For all you need to know on cannibalisation, read our complete guide…
Last weekend kicked off the enormously popular reality TV show ‘I’m A Celebrity…Get Me Out Of Here’. In the build up to this, publishers spewed out articles revealing this year’s contestants, and now that the program is underway even more are set to be published each day!
As these articles will be similarly themed, with similar keyword focuses, publishers will need to consider content confliction and how to avoid it.

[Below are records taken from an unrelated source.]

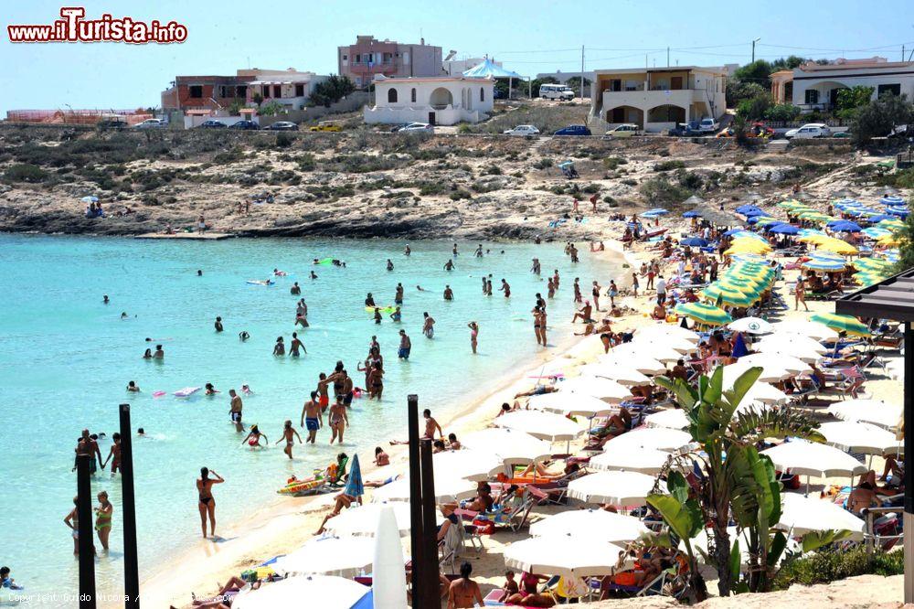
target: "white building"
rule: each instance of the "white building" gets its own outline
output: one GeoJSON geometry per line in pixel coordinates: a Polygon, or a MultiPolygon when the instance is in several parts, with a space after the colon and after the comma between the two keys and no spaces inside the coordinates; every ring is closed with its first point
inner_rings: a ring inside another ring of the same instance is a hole
{"type": "Polygon", "coordinates": [[[831,110],[838,91],[856,86],[872,87],[873,99],[885,93],[914,98],[914,61],[889,61],[884,57],[835,59],[820,65],[810,61],[794,69],[771,74],[771,95],[778,103],[792,103],[804,111],[831,110]]]}
{"type": "Polygon", "coordinates": [[[375,77],[375,106],[366,123],[479,123],[492,112],[491,79],[375,77]]]}
{"type": "Polygon", "coordinates": [[[597,128],[632,123],[660,132],[727,112],[727,68],[594,70],[590,122],[597,128]]]}

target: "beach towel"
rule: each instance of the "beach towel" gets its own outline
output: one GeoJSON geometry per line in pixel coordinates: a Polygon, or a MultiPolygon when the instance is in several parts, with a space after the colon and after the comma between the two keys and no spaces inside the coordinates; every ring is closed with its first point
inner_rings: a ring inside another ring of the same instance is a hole
{"type": "Polygon", "coordinates": [[[352,465],[349,466],[349,479],[345,483],[343,493],[354,497],[359,497],[365,494],[365,486],[362,484],[362,469],[358,465],[357,454],[354,454],[352,457],[352,465]]]}

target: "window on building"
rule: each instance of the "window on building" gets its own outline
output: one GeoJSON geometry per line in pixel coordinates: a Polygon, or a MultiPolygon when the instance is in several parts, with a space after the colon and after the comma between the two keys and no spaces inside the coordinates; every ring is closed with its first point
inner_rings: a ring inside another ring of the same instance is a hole
{"type": "Polygon", "coordinates": [[[901,83],[879,85],[876,92],[877,97],[882,97],[887,93],[891,95],[901,95],[901,83]]]}

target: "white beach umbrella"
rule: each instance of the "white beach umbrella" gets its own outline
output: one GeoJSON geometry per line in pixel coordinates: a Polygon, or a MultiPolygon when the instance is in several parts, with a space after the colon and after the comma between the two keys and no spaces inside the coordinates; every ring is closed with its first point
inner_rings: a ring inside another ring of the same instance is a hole
{"type": "Polygon", "coordinates": [[[781,351],[783,353],[790,353],[790,349],[798,347],[808,351],[815,351],[816,353],[828,353],[828,347],[815,338],[810,338],[809,337],[804,337],[799,334],[775,333],[763,337],[752,347],[756,351],[761,351],[762,353],[765,353],[766,351],[781,351]],[[785,351],[784,347],[788,350],[785,351]]]}
{"type": "Polygon", "coordinates": [[[585,395],[611,404],[632,399],[632,391],[624,385],[598,377],[575,377],[564,381],[559,388],[560,393],[585,395]]]}
{"type": "MultiPolygon", "coordinates": [[[[568,537],[531,537],[505,549],[505,566],[530,573],[568,577],[611,575],[625,550],[606,542],[581,543],[568,537]]],[[[622,569],[633,564],[626,559],[622,569]]]]}
{"type": "MultiPolygon", "coordinates": [[[[507,414],[496,417],[495,422],[507,414]]],[[[505,463],[531,463],[552,454],[547,442],[513,429],[484,429],[467,433],[461,440],[466,448],[494,453],[505,463]]]]}
{"type": "Polygon", "coordinates": [[[671,408],[649,414],[644,418],[648,427],[667,427],[669,429],[686,429],[688,427],[688,417],[681,409],[671,408]]]}
{"type": "Polygon", "coordinates": [[[329,575],[298,575],[264,583],[257,590],[239,593],[232,609],[296,607],[303,603],[326,609],[350,609],[369,588],[352,580],[329,575]]]}
{"type": "MultiPolygon", "coordinates": [[[[349,508],[340,512],[340,515],[327,520],[325,529],[331,535],[336,537],[363,536],[373,537],[377,529],[377,520],[385,506],[393,508],[394,518],[400,535],[409,532],[409,504],[402,501],[392,503],[368,503],[364,506],[349,508]]],[[[438,522],[443,518],[438,515],[438,522]]]]}
{"type": "Polygon", "coordinates": [[[606,443],[606,450],[637,450],[654,448],[662,451],[675,451],[692,442],[692,436],[686,432],[666,427],[648,427],[633,432],[626,432],[606,443]]]}
{"type": "Polygon", "coordinates": [[[833,421],[822,423],[818,431],[825,436],[826,443],[843,451],[889,454],[903,450],[901,441],[894,433],[862,421],[833,421]]]}
{"type": "Polygon", "coordinates": [[[902,409],[878,400],[845,400],[828,407],[828,413],[842,421],[863,421],[887,430],[898,429],[902,409]]]}
{"type": "MultiPolygon", "coordinates": [[[[468,499],[476,494],[476,483],[466,478],[458,478],[447,471],[439,473],[435,470],[435,503],[449,503],[468,499]]],[[[405,475],[399,480],[374,489],[371,500],[374,502],[409,501],[409,476],[405,475]]]]}
{"type": "Polygon", "coordinates": [[[607,355],[615,356],[615,358],[626,358],[632,356],[648,357],[656,359],[661,363],[676,361],[682,359],[683,355],[675,349],[667,347],[665,342],[658,340],[654,343],[647,341],[623,343],[610,349],[607,355]]]}
{"type": "Polygon", "coordinates": [[[611,471],[625,470],[642,474],[658,474],[670,458],[669,453],[655,448],[622,446],[615,448],[611,442],[606,443],[606,450],[590,458],[588,466],[592,469],[611,471]]]}
{"type": "Polygon", "coordinates": [[[804,535],[814,530],[849,530],[852,540],[862,540],[865,523],[841,506],[827,499],[813,499],[799,493],[781,493],[781,519],[775,529],[804,535]]]}
{"type": "MultiPolygon", "coordinates": [[[[751,355],[739,358],[738,362],[740,366],[760,366],[763,370],[782,368],[788,372],[800,374],[801,372],[811,372],[813,370],[809,364],[790,355],[783,353],[753,353],[751,355]]],[[[764,372],[763,372],[764,374],[764,372]]]]}
{"type": "Polygon", "coordinates": [[[569,497],[586,503],[643,506],[656,478],[640,472],[597,472],[569,483],[569,497]]]}
{"type": "MultiPolygon", "coordinates": [[[[594,364],[581,366],[581,374],[584,373],[584,369],[588,369],[588,370],[590,370],[592,366],[594,366],[594,364]]],[[[609,353],[597,358],[596,366],[600,366],[604,369],[606,368],[615,368],[617,366],[626,369],[633,368],[643,374],[664,374],[666,372],[665,366],[645,353],[613,353],[611,350],[609,353]]]]}
{"type": "Polygon", "coordinates": [[[761,451],[781,471],[791,470],[801,475],[829,478],[856,475],[866,466],[847,453],[826,444],[805,440],[792,440],[761,451]]]}
{"type": "Polygon", "coordinates": [[[465,448],[444,451],[431,455],[435,473],[447,472],[452,478],[488,480],[505,468],[502,460],[491,451],[465,448]]]}
{"type": "Polygon", "coordinates": [[[634,340],[643,340],[644,338],[657,338],[663,340],[666,337],[679,338],[696,344],[701,342],[701,337],[698,336],[697,332],[694,332],[681,326],[676,326],[675,324],[654,324],[654,326],[645,326],[644,327],[635,330],[634,333],[634,340]]]}
{"type": "MultiPolygon", "coordinates": [[[[371,568],[375,558],[372,537],[319,537],[293,552],[276,559],[272,568],[282,575],[324,574],[354,577],[371,568]]],[[[404,564],[409,558],[404,560],[404,564]]]]}
{"type": "Polygon", "coordinates": [[[540,411],[515,411],[497,417],[494,423],[498,427],[524,432],[535,438],[549,442],[574,440],[586,431],[560,414],[540,411]]]}
{"type": "Polygon", "coordinates": [[[530,535],[534,537],[568,537],[583,543],[628,542],[648,532],[648,528],[633,516],[605,509],[569,509],[530,525],[530,535]]]}
{"type": "Polygon", "coordinates": [[[743,317],[728,324],[727,327],[734,332],[752,335],[768,334],[773,329],[771,324],[761,317],[743,317]]]}
{"type": "MultiPolygon", "coordinates": [[[[660,362],[656,362],[659,366],[660,362]]],[[[579,369],[580,379],[607,379],[620,385],[636,387],[650,385],[651,379],[632,366],[612,366],[610,364],[588,364],[579,369]]]]}
{"type": "Polygon", "coordinates": [[[776,334],[799,334],[816,340],[831,340],[838,337],[838,333],[819,322],[794,319],[773,324],[776,334]]]}

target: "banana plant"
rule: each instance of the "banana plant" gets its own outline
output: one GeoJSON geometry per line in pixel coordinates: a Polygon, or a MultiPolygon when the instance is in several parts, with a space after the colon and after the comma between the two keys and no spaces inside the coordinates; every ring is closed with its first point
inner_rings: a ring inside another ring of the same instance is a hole
{"type": "MultiPolygon", "coordinates": [[[[750,368],[729,389],[724,388],[721,367],[709,377],[701,376],[695,388],[680,379],[656,379],[656,383],[675,396],[685,412],[696,446],[673,462],[678,462],[680,466],[684,463],[686,466],[696,465],[701,475],[696,476],[697,482],[691,498],[681,500],[671,489],[670,496],[664,497],[672,498],[661,499],[661,496],[653,495],[648,503],[684,540],[690,561],[695,559],[690,540],[702,527],[710,529],[707,560],[717,570],[720,596],[741,590],[770,589],[772,573],[787,545],[786,536],[771,529],[781,518],[781,485],[774,465],[767,456],[759,454],[755,444],[766,437],[823,440],[815,431],[818,424],[801,413],[750,410],[734,416],[760,373],[761,369],[750,368]],[[686,526],[692,521],[686,521],[684,514],[695,513],[686,508],[688,501],[695,502],[693,505],[697,508],[701,522],[698,529],[686,526]],[[675,520],[675,526],[667,516],[675,520]],[[731,544],[727,529],[731,518],[747,537],[750,560],[749,574],[743,582],[739,582],[739,542],[737,540],[731,544]]],[[[678,480],[676,476],[681,475],[669,469],[673,462],[667,465],[667,479],[672,476],[678,480]]],[[[690,566],[693,572],[696,571],[696,565],[690,566]]],[[[704,581],[698,582],[690,577],[690,585],[698,587],[694,591],[697,598],[704,581]]]]}

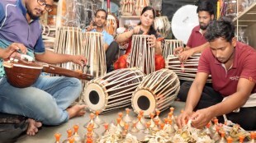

Conflicting content, or cannibalisation, can result in a site completely falling out of the SERPs and losing out on traffic.
I’m A Celebrity conflict
If we look at the Daily Mail’s performance on Pi’s Position Explorer Chart, for the search term ‘I’m a celebrity’, we see a whopping 10 pages returning.
Dailymail.co.uk daily positions for term ‘I’m a celebrity’
On this chart, each letter represents a different returning URL for the search term ‘I’m a celebrity’. We can see that having so many pages optimised for this term is confusing Google, and is resulting in the Daily Mail’s inability to maintain their position in the SERPs, as different content is served each day.
In contrast to this, Heat World’s site has only one URL returning for the same term:
Heatworld.com daily positions for the term ‘I’m a celebrity’
Heat World’s performance has stayed relatively flat over the last 10 days. Google has no trouble knowing which page to serve, so Heat World has consistent visibility.
How can publishers avoid cannibalisation?
What’s Heat World doing right? The returning URL above is being used as their main landing page, which all its jungle news links back to, via the keywords that they want to rank for.
Championing and optimising this one page helps Google understand which is the correct ‘Gateway’ into their site. Therefore Google knows what content to serve and Heat World doesn’t drop out of the SERPs.